Another problem associated with a lack of sleep is an increase in cortisol levels. Cortisol is a hormone that works to break down body tissues. When you are stressed or sleep deprived, cortisol levels increase because the body is getting ready for the fight or flight response mechanism.

If you’re not sleeping enough, you will also miss out on the critically important Growth Hormone boost that comes each night during deep sleep. When you are asleep, your pituitary gland secretes more growth hormones than when you’re awake.

Growth hormones stimulate cell regeneration, reproduction and growth. These hormones also aid you in building muscle tissue. And the more muscle tissue you have, the faster your metabolism will be. With a faster metabolism, you burn more calories at rest, which leads to easier weight loss.

Sleep’s Effect on Appetite, Exercise, and Recovery

Now that you understand a little about your hormones in relation to sleep and fat loss, let’s look at how a lack of sleep affects your appetite.

Can you recall the last time you got poor night’s sleep? Maybe you were tossing and turning all night, or perhaps you had a bout of insomnia and the next day you were most likely craving carbohydrates like crazy.
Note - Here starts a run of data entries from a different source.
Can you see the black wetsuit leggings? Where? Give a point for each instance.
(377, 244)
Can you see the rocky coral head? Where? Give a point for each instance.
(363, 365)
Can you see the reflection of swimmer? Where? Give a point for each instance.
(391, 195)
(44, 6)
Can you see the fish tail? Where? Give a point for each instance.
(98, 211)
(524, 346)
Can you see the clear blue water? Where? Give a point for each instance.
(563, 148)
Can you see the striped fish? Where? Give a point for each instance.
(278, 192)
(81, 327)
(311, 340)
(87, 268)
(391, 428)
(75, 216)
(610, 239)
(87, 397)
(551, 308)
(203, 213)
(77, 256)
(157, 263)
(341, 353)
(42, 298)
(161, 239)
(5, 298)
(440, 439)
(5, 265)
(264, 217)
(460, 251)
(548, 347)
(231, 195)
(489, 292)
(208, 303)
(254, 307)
Not only does sleep loss appear to stimulate appetite, it also stimulates cravings for high-fat, high-carbohydrate foods. When you don’t get enough sleep – approximately 7 to 9 hours per night – you feel tired and crave (and often eat) sugar to artificially create energy.

And let’s not forget the fact that if you’re not getting enough sleep, your exercise performance will suffer.

In addition to this, since sleep is the primary time the body recovers from exercise, it’s also when you will be rebuilding your muscle tissue. Without this recovery time, you’re going to go into your next exercise session at a disadvantage. It’s also an easy way to over train your body and end up with an injury.

And weight loss and exercise aside, a lack of sleep is related to a number of more serious health issues such as increased risk for heart disease, cancer, and diabetes.

There are also numerous other physiological and psychological benefits from getting enough sleep and just as many drawbacks from not getting enough. So just keep this in mind: more sleep improves everything!

So make sure you get your 7-9 of hours of sleep each night. Not only are you going to feel better, think more clearly and have more energy, but you’ll also be improving your long-term health as well.